There have been several gas discoveries on the coastal shore of the Indian Ocean at Songosongo, Mnazi bay and Mkuranga in Coast Region. These discoveries are catalysts of natural gas developments in Tanzania. Currently there are 22 Oil Companies undertaking exploration activities for oil and gas in the country. These companies include: BG Group, Statoil, Petrobas and Ophir Energy. Tanzania is becoming a regional hub after flurry of discoveries, it is said to be blessed with over 41.7 trillion cubic feet of gas reserves at the latest estimates.

  • There are still numerous deep-sea blocks that are yet to be explored at which Tanzania Petroleum Development Corporation (TPDC is inviting oil and gas companies and other specialized investors to participate in the exploration of hydrocarbons in Tanzania.
  • Companies may apply for tendered out blocks for available blocks, successful companies will be invited to negotiate a Production Sharing Agreement (PSA)
  • Currently, an open acreage includes: i.Deep offshore sedimentary basin comprising of 7 blocks, each with average size of 3,000 sq. km, that are located between 2,000 meters to 3,000 meters of water depths from 20° 30’E to 41°40’E and 7°30’ to 9°00S
  • ii.North lake Tanganyika block located offshore on the western arm of the East African Rift System.

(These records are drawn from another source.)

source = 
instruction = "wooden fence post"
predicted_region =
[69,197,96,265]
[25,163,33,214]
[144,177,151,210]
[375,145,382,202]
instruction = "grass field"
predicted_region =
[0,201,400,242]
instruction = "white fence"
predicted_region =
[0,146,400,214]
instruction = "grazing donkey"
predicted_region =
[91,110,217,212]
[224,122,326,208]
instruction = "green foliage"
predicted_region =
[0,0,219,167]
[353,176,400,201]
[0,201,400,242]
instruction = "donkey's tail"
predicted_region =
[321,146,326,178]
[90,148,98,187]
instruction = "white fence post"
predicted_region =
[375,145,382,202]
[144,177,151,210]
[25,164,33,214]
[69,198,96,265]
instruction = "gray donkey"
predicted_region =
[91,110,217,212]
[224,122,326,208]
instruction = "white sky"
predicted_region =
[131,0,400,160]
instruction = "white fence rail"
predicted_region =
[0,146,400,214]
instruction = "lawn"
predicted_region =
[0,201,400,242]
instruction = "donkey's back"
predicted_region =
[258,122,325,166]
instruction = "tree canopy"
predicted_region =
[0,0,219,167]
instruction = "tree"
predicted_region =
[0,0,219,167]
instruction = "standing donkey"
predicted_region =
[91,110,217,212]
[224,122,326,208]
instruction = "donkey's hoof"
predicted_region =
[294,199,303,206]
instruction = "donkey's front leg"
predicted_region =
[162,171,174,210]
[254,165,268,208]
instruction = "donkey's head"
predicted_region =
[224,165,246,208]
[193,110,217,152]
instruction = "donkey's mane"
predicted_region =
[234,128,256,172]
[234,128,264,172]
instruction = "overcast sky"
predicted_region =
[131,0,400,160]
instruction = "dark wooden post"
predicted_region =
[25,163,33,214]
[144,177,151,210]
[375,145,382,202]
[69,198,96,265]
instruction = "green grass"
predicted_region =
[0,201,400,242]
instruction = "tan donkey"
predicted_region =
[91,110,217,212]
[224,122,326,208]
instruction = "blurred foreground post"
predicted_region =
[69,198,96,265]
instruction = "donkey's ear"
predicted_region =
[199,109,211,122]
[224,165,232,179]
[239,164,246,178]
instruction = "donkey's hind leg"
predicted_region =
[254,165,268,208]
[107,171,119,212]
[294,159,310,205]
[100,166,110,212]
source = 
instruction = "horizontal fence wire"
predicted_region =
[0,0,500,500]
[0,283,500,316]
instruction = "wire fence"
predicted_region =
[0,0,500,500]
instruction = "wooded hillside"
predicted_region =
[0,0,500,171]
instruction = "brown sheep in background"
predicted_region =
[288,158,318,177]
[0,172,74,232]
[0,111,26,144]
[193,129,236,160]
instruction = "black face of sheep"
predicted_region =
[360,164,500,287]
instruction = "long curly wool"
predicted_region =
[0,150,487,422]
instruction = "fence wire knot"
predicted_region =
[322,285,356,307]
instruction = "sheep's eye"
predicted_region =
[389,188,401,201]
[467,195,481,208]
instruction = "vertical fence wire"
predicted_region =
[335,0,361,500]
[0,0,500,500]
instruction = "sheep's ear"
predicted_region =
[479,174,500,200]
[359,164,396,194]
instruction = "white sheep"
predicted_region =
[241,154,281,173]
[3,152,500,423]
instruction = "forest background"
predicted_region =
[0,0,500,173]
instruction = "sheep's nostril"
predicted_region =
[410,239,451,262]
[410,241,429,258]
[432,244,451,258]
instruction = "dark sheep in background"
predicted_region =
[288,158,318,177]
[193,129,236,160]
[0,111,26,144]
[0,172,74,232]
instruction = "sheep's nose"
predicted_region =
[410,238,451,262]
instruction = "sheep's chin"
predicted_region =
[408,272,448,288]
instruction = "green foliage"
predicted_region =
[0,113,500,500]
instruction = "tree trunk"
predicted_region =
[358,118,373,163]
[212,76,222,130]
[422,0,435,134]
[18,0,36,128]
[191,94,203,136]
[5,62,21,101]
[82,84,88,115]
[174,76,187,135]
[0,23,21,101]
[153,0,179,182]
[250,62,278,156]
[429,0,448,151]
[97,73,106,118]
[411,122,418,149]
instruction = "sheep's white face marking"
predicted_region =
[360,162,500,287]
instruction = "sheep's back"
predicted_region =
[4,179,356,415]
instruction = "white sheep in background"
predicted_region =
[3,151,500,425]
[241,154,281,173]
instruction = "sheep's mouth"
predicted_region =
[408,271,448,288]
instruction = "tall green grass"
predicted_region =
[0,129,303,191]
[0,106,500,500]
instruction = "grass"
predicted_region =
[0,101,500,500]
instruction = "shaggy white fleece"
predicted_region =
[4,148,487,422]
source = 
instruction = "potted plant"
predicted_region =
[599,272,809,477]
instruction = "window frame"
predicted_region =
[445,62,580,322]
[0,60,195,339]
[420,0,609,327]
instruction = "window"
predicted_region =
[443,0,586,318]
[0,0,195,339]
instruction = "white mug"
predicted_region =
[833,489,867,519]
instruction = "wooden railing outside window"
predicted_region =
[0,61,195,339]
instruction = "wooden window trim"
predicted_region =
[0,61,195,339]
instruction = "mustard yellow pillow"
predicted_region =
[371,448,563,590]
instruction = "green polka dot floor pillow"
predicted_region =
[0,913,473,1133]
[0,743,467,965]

The Deep offshore blocks have a good coverage of modern regional 2D seismic data, which can be viewed at the ION GX Technology of Huston, Texas and WesternGeco of UK.

Financial & Insurance Services

The banking sector in Tanzania has been booming, growing in assets and in profits Because of this, new merchant banks, commercial banks, bureau de change, insurance companies, a stock exchange and related financial units, have entered the market. There are four categories of banks, oriented towards different markets and clientele operating in Tanzania: local private banks, regional banks, international banks and multinational banks.

The banking system in Tanzania (which dominates the financial system) is liquid and resilient to most of the shocks. Despite some indications of progress resulting from the reforms, the system falls short of what is needed to support economic growth. This results in high interest rates on loans, currently 12% to 20%, while the interest rates on deposits are at 2%.


The Communication Act of 1993 paved the way for advancement of the telecommunication sector, while the National Telecommunication Policy (NTP) of 1997 provided the framework for further reforms and private-sector engagement in the sector. A milestone in telecom sector was achieved by the establishment of the Tanzania Communications Regulatory Authority (TCRA) in 2003, as an independent agency for the regulating and licensing of postal, broadcast, and communication, industries. The TCRA is mandated to promote competition and economic efficiency, protect consumer interests, grant licenses and enforce license conditions, regulate tariffs, and monitor performance. Please refer to the next exhibit regarding subscribers of voice telecommunication in Tanzania.

  • Communication activities continue to grow at a rate of 20% annually due to increase in mobile phone activities.
  • Tanzania is now connected to the fiber optic cable to global networks through India and Europe. This development has resulted in increased investments by internet service providers (ISP).
  • The number of internet users was 4.9 million (2010 estimates), which implied that only 20% percent of people in Tanzania had access to internet services
  • During the same year 2010, the tele-density of telecommunication sector grew by 50% percent.
  • The TCRA has also approved a Converged Licensing Framework (CLF), which allows operators to offer any type of services with the technology of their choice with one single license. The licenses are technology-neutral and service-neutral.
  • Following such convergence in licensing, Tanzania’s telecommunication sector has become more appealing to both Foreign Direct Investment (FDI) and domestic capital, and is becoming one of the country’s fastest growing sectors
  • Telecommunication market potential indicated positive signs, such as penetration rate of 61% percent; 24,345,279,292 minutes of national traffic; 201,827,164 minutes of traffic to international; and 253,811,569 minutes of traffic from international.